Bei der SPD gibt es ein Papier mit dem Titel "Europa neu gründen". Das ist ebenso vermessen wie unnötig - gerade wenn man sich das historische und das ideelle Fundament ansieht, auf dem Europa ruht. Ohnehin sollten sich Deutsche mit solchen Vorschlägen eher zurückhalten. Was man hierzulande nur als eine vernünftige Verbesserung der Ordnung der EU versteht, sehen nicht wenige andere Länder als die weitere Germanisierung der EU. Deutschland hat sich aus historischen Gründen bereitwillig europäisiert, was jene, die Jérôme Boateng nicht zum Nachbarn haben wollen, für eine Entnationalisierung halten.

Allerdings gibt es etliche Exempel dafür, dass die EU reformbedürftig ist, völlig unabhängig vom Brexit. Zum Beispiel ging die fast schrankenlose Erweiterung der Union in den vergangenen 20 Jahren zu schnell. Sie hat die EU überfordert. Die supranationale Organisation EU, deren Entscheidungsfindung eigentlich auf das Konsensprinzip ausgerichtet ist, hat durch die Vielzahl der sich in wichtigen Fragen eben nicht einigen Mitgliederstaaten an Durchsetzungskraft und an Überzeugungsmacht verloren.
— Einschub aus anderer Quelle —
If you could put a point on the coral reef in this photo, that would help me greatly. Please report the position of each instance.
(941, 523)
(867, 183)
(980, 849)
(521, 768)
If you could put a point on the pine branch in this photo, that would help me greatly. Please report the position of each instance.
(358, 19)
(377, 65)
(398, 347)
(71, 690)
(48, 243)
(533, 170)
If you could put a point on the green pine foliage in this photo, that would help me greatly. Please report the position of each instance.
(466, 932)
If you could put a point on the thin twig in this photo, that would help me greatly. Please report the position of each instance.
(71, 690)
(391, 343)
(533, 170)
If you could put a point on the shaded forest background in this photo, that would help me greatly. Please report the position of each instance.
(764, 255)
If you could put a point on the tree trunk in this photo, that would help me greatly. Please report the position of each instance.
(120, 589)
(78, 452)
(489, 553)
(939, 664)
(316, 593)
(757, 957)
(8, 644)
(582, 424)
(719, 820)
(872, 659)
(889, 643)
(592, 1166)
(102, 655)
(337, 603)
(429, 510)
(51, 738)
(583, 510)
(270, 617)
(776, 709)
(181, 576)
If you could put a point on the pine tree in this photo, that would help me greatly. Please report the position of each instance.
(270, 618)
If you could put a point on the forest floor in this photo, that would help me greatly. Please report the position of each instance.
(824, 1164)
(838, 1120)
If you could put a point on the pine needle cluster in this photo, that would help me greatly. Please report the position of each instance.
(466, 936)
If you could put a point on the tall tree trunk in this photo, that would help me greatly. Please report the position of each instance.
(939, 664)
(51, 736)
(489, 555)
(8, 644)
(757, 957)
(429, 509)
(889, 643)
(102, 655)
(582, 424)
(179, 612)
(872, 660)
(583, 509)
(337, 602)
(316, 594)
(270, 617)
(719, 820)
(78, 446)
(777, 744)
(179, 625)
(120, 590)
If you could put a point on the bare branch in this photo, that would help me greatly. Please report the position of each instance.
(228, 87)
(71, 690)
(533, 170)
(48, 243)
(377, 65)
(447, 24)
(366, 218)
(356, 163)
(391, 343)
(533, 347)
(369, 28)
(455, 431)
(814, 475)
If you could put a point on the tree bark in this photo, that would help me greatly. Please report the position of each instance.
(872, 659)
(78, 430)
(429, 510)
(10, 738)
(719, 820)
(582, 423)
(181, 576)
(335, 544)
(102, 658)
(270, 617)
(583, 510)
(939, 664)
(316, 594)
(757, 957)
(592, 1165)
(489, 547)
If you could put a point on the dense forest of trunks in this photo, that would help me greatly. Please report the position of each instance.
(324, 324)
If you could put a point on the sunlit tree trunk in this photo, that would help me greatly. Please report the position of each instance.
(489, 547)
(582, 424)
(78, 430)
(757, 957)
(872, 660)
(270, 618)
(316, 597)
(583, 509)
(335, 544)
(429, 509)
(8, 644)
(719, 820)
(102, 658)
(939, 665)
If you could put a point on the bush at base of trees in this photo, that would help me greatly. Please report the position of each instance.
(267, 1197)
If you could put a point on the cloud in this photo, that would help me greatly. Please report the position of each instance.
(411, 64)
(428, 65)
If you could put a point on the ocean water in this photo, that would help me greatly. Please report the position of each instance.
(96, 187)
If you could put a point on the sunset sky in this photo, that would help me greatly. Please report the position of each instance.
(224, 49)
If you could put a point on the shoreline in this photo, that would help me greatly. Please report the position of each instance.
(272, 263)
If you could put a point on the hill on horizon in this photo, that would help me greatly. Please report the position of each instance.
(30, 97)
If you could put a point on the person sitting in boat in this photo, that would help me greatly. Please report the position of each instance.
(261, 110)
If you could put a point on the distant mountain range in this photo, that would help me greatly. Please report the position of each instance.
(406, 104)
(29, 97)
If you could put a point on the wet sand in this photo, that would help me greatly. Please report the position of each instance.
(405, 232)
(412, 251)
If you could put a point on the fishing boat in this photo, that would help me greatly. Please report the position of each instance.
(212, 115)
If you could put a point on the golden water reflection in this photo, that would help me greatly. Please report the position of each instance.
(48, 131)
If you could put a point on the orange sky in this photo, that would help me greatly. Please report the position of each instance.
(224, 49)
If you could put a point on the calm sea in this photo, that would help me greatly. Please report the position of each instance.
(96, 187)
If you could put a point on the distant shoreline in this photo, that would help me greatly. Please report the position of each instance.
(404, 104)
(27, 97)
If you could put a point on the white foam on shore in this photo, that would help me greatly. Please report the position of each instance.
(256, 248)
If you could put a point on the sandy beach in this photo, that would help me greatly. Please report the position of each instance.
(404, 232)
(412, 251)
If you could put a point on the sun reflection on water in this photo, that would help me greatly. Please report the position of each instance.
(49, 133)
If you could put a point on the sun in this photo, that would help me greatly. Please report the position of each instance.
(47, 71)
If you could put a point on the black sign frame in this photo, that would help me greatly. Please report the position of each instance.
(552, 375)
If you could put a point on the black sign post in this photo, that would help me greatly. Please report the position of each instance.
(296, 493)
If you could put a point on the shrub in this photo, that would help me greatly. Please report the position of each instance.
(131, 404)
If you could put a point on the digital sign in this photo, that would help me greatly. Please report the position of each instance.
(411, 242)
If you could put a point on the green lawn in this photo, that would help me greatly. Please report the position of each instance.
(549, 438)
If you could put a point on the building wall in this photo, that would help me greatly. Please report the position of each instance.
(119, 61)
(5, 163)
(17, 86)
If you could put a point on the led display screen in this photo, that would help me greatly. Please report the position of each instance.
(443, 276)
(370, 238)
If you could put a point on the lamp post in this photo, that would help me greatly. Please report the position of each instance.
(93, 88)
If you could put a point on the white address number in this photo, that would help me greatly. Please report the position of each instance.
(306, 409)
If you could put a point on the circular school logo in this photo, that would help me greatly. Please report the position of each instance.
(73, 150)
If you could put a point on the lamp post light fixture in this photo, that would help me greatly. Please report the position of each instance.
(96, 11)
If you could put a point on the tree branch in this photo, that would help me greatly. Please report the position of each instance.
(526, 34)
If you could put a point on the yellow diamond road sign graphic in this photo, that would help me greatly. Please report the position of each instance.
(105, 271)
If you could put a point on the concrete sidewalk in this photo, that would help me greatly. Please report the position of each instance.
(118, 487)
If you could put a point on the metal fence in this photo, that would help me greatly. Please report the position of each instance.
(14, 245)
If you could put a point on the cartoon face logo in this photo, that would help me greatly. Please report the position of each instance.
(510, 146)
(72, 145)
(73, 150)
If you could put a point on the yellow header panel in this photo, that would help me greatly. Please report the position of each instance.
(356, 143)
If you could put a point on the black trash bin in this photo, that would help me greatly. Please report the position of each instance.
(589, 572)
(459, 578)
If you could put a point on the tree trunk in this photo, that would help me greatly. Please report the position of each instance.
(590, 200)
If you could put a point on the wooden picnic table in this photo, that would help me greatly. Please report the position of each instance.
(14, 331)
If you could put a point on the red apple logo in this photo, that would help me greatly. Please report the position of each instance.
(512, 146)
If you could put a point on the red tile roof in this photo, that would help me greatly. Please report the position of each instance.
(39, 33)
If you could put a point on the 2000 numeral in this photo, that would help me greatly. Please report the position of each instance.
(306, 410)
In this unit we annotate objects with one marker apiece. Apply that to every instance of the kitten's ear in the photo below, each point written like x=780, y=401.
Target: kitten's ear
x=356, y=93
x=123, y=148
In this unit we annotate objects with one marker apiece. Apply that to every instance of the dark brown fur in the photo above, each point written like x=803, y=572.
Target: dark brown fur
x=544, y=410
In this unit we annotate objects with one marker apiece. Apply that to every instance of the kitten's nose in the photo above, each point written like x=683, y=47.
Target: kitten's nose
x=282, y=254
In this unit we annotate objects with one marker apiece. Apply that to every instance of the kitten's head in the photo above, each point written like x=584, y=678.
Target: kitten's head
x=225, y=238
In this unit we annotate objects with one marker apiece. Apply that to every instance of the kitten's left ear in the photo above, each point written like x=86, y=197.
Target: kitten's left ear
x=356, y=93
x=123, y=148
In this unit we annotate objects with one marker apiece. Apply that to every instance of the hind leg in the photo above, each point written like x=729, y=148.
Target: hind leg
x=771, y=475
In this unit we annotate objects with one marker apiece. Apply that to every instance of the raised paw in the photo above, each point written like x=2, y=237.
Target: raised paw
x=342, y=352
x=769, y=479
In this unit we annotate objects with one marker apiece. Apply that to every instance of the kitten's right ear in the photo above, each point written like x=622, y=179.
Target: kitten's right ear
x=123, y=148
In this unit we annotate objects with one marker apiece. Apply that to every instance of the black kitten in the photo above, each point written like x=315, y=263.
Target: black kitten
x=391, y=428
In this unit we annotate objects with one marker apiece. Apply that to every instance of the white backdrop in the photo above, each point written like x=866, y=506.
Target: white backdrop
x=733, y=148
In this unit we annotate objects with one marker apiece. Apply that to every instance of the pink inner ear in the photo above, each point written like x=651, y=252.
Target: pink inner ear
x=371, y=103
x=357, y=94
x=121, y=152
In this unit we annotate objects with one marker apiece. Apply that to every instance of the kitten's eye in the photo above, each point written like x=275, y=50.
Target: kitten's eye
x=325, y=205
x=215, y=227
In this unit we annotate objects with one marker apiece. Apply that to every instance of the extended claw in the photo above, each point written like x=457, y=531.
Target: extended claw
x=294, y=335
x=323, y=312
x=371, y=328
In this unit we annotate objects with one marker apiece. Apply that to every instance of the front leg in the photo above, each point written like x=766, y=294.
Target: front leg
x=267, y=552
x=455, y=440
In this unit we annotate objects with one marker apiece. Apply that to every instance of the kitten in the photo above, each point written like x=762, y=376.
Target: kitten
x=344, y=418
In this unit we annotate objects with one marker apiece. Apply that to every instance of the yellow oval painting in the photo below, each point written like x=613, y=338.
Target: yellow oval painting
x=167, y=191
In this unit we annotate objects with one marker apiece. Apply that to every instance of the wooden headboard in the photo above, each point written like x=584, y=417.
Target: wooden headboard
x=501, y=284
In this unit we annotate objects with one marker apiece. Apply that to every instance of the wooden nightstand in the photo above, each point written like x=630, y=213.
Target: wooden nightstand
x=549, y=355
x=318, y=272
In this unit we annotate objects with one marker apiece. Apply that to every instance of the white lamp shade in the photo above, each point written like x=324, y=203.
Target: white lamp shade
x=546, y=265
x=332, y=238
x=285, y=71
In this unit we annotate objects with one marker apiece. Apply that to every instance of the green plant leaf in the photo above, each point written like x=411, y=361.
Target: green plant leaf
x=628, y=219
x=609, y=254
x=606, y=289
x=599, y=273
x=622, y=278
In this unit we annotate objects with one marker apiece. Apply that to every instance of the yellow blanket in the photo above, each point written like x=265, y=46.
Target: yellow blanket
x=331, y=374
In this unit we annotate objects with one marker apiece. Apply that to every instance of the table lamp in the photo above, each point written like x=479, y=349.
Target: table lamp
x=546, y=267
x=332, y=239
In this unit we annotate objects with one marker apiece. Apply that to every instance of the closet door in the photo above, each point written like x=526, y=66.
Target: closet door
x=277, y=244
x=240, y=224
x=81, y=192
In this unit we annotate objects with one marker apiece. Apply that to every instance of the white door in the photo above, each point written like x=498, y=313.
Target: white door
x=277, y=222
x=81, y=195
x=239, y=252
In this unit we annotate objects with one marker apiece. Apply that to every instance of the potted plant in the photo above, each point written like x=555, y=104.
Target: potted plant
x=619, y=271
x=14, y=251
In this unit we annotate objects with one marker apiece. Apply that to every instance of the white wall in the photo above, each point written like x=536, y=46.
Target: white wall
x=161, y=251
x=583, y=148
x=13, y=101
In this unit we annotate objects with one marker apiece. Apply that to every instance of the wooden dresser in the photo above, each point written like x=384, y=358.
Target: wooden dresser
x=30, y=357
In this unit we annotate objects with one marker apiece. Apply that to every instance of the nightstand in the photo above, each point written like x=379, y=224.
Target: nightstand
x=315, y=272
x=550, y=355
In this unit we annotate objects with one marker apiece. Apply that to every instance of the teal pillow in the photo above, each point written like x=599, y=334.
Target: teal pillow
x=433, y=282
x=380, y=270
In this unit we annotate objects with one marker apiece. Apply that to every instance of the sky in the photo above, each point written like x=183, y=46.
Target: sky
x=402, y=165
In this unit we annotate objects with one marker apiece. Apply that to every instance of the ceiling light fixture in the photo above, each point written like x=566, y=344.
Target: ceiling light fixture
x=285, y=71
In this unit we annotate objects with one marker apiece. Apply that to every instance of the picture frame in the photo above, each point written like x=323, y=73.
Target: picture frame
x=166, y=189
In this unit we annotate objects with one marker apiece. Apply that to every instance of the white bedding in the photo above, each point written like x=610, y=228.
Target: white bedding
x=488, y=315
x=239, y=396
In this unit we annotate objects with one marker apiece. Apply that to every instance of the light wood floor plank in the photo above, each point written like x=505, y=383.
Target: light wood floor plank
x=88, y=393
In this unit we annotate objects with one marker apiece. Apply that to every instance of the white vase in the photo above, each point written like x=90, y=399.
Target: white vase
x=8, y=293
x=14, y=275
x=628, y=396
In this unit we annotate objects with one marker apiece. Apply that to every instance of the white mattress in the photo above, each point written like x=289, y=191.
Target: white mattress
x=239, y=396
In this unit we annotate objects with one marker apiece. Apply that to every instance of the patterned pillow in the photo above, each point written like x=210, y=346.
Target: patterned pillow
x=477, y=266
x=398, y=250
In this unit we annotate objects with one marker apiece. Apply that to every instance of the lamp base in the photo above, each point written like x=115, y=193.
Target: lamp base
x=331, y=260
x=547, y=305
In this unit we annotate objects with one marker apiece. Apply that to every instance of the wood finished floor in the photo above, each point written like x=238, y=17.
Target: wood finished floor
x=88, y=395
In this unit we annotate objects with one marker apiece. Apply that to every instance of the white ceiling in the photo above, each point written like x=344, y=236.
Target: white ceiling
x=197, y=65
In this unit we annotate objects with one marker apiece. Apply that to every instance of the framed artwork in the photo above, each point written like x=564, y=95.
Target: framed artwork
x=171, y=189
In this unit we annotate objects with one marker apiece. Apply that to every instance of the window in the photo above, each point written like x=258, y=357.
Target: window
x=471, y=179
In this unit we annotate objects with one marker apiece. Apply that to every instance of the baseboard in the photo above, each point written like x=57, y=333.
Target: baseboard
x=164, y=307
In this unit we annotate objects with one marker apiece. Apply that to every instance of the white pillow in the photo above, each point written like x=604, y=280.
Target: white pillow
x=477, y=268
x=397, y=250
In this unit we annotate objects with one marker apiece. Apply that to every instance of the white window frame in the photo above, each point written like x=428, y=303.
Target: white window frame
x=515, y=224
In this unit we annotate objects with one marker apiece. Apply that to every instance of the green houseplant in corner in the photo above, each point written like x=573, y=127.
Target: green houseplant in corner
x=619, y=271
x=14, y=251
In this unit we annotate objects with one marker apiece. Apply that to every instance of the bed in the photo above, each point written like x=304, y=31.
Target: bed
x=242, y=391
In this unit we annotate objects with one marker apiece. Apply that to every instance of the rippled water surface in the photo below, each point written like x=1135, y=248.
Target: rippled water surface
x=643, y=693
Es wäre ein wichtiger Schritt für die EU, den Dissens nicht als etwas Bedrohliches zu verstehen, sondern mit demokratischen Mehrheitsprinzipien gerade dann Entscheidungen zu treffen, wenn es unterschiedliche Meinungen gibt. Auch die EU-Kommission muss nicht auftreten, als sei sie Europas Regierung. Das ist sie nicht, und sie wird es wohl auch nie werden.